Professor Kay-Lambkin, also a psychologist and mental health researcher, said safe havens would provide "better prevention and early intervention opportunities".

This would mean the "acute high cost services" weren't needed as much.

Suicidal people "feel like there's nowhere for them to connect", while safe havens connect people to "peer support and evidence-based programs".

Australian Institute of Health and Welfare data shows mental health-related presentations in emergency departments rose 13 per cent nationally from 254,901 in 2014-15 to 287,419 in 2022-23.

Mental health-related resuscitations soared from 1995 to 4921 over this period, while emergencies in this category rose from 31,403 to 56,108.

Almost a third of these presentations were for "mental and behavioural disorders due to psychoactive substance use".

And about a quarter were due to "neurotic, stress-related and somatoform disorders".

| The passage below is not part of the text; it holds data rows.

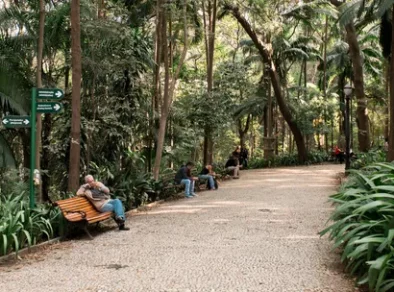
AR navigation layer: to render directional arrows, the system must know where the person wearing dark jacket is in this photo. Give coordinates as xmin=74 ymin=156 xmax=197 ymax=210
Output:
xmin=175 ymin=162 xmax=198 ymax=198
xmin=198 ymin=165 xmax=216 ymax=191
xmin=239 ymin=145 xmax=249 ymax=169
xmin=225 ymin=155 xmax=239 ymax=179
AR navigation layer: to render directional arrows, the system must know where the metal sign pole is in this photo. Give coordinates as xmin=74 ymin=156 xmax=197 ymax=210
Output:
xmin=30 ymin=87 xmax=37 ymax=209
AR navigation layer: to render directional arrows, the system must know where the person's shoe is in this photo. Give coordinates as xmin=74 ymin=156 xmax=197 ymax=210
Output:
xmin=115 ymin=216 xmax=126 ymax=225
xmin=119 ymin=224 xmax=130 ymax=231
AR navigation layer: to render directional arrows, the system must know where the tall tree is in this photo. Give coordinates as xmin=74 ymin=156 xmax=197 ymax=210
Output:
xmin=387 ymin=5 xmax=394 ymax=161
xmin=153 ymin=0 xmax=188 ymax=180
xmin=225 ymin=4 xmax=307 ymax=162
xmin=68 ymin=0 xmax=82 ymax=192
xmin=202 ymin=0 xmax=218 ymax=164
xmin=330 ymin=0 xmax=371 ymax=152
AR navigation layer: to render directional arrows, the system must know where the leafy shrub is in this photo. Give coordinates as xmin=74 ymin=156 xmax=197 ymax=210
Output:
xmin=91 ymin=150 xmax=154 ymax=210
xmin=351 ymin=150 xmax=386 ymax=169
xmin=249 ymin=151 xmax=329 ymax=169
xmin=0 ymin=192 xmax=56 ymax=255
xmin=321 ymin=163 xmax=394 ymax=292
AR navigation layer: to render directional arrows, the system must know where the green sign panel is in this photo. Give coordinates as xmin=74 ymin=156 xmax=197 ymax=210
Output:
xmin=36 ymin=102 xmax=63 ymax=114
xmin=37 ymin=88 xmax=64 ymax=99
xmin=1 ymin=116 xmax=30 ymax=128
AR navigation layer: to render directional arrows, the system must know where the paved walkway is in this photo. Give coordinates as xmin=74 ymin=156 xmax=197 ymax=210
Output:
xmin=0 ymin=165 xmax=355 ymax=292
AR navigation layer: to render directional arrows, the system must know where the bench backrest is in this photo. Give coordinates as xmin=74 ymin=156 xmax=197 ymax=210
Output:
xmin=55 ymin=197 xmax=112 ymax=223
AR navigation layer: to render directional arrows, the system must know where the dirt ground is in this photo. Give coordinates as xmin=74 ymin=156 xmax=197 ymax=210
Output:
xmin=0 ymin=165 xmax=358 ymax=292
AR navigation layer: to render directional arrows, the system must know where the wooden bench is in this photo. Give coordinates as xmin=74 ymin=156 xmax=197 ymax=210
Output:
xmin=54 ymin=197 xmax=113 ymax=239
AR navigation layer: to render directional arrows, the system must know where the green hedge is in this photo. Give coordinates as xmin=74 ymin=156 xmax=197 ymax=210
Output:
xmin=321 ymin=163 xmax=394 ymax=292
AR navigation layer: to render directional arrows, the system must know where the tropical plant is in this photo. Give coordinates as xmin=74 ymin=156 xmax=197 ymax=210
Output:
xmin=320 ymin=163 xmax=394 ymax=292
xmin=0 ymin=192 xmax=57 ymax=255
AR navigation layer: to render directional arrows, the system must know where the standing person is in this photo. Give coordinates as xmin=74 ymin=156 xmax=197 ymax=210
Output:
xmin=240 ymin=144 xmax=249 ymax=168
xmin=198 ymin=164 xmax=217 ymax=191
xmin=175 ymin=162 xmax=198 ymax=198
xmin=225 ymin=155 xmax=239 ymax=179
xmin=77 ymin=175 xmax=130 ymax=230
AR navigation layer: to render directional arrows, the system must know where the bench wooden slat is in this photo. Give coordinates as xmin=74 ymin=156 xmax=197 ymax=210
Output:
xmin=56 ymin=197 xmax=113 ymax=223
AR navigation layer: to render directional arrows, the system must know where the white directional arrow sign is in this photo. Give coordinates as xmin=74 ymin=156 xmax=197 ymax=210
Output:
xmin=37 ymin=88 xmax=64 ymax=99
xmin=36 ymin=101 xmax=63 ymax=114
xmin=1 ymin=116 xmax=30 ymax=128
xmin=53 ymin=104 xmax=61 ymax=111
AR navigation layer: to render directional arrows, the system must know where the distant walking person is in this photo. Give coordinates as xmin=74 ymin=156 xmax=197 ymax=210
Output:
xmin=198 ymin=165 xmax=217 ymax=190
xmin=225 ymin=155 xmax=239 ymax=179
xmin=175 ymin=162 xmax=198 ymax=198
xmin=231 ymin=146 xmax=241 ymax=161
xmin=239 ymin=145 xmax=249 ymax=168
xmin=77 ymin=175 xmax=129 ymax=230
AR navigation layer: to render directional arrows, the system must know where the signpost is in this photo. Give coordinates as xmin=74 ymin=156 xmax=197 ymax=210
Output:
xmin=1 ymin=116 xmax=30 ymax=128
xmin=36 ymin=102 xmax=63 ymax=114
xmin=1 ymin=88 xmax=64 ymax=209
xmin=37 ymin=88 xmax=64 ymax=99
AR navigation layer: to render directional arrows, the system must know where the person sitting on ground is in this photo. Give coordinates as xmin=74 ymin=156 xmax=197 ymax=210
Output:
xmin=198 ymin=164 xmax=217 ymax=191
xmin=334 ymin=146 xmax=345 ymax=164
xmin=77 ymin=175 xmax=130 ymax=230
xmin=231 ymin=146 xmax=241 ymax=161
xmin=175 ymin=162 xmax=198 ymax=198
xmin=225 ymin=155 xmax=239 ymax=179
xmin=239 ymin=144 xmax=249 ymax=169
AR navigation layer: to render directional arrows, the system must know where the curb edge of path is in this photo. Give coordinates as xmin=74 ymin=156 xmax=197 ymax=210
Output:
xmin=0 ymin=200 xmax=165 ymax=264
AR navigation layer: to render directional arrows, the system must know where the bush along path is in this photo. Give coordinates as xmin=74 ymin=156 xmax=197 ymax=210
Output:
xmin=0 ymin=165 xmax=357 ymax=292
xmin=321 ymin=163 xmax=394 ymax=292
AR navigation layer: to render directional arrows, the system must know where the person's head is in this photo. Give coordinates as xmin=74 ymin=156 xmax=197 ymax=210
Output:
xmin=186 ymin=161 xmax=194 ymax=169
xmin=85 ymin=174 xmax=95 ymax=186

The Newcastle Herald reported in March on the suicide of Stockton's Kahi Simon at age 20.

His family and the Black Dog Institute have called for 24-7 safe havens.

Newcastle's Safe Haven is open only three days a week for five hours a day.

Ms Jackson, the mental health minister, told the Herald in March that safe havens were "an important part of community care".

"We are aware of the variability of the hours of operation," she said.

This coincided with the Herald reporting that the Hunter New England health district recorded 1331 suicides from 2012 to 2021 - the most in NSW.

The Hunter New England's rate of 14 suicides per 100,000 people was above the NSW rate of 10.5 and the national rate of 12.3.

Professor Kay-Lambkin believed the focus should be on "why, with these universally high suicide rates, are we not getting the funding we need to do better".

She said there "should be a public outcry around suicide".